From your reclined position, roll to one side and push yourself up onto your hands and knees. Keeping the hips over the knees and the knees hip-width apart, walk your hands forward on the ground until you can lower your forehead to the floor. The arms are straight, your fingers are spread wide on the ground and the hands are shoulder-width apart. (If there is too much pressure on your arms or shoulders in this pose, bring one forearm to rest on the ground under the forehead and only extend one arm at a time. ) Take 3 big, slow breaths, lift the head and walk your hands a little to the right. Lower the forehead to the floor and take 3 more breaths. Finally, walk to hands back to center and then over to the left for 3 last breaths.
- Opposite arm and leg lift. Come back to your hands and knees. Your wrists should be under your shoulders and your knees under your hips. Lift your left hand off the ground and reach forward. Then, slowly lift your right knee off the mat and point your right leg straight behind you. Keep the neck relaxed. Do not try to look forward. Hold this pose for 5 seconds, then lower your knee and hand back to the ground. Repeat with the right hand and left leg, before doing the pose 1-2 more times on each side.

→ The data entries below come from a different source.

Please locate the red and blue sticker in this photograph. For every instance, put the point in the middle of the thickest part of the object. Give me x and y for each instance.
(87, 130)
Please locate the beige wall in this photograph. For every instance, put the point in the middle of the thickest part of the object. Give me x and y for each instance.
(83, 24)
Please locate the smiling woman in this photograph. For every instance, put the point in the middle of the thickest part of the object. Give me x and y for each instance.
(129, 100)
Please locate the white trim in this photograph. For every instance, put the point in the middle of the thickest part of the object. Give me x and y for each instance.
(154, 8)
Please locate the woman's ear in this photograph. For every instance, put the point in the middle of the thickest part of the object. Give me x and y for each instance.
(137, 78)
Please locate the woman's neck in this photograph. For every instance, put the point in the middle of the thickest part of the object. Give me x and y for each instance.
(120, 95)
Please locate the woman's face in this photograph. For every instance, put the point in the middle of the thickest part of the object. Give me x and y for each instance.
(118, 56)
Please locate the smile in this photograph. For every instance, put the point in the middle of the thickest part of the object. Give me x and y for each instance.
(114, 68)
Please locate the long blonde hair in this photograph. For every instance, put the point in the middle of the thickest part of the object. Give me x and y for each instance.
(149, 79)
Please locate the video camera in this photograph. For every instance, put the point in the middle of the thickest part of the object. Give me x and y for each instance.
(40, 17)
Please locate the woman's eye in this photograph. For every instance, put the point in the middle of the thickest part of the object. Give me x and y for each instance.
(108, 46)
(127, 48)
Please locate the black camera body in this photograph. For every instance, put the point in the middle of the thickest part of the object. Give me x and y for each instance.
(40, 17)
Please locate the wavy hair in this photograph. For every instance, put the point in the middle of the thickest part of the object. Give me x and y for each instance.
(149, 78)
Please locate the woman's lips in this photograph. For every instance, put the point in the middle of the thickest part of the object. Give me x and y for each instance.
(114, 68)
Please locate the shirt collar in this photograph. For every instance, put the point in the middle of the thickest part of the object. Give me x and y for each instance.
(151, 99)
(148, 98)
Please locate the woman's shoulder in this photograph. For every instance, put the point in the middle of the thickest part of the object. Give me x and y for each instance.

- Passive Chest Opener. Place a firm pillow vertically on the ground. Lie down on your back, with the bottom of the pillow just above your sacrum. If the pillow is not long enough to support your head, place another pillow underneath your head. Let your arms rest by your sides. You want to feel an openness through the front of the body. The legs can be bent or straight. Stay here for 1-2 minutes. When you are ready to finish, roll to one side, remove the pillow and lie back down for a few breaths before finishing. If you want to stay a little longer, you can place the pillow under your thighs or knees and rest on your back for as long as you need!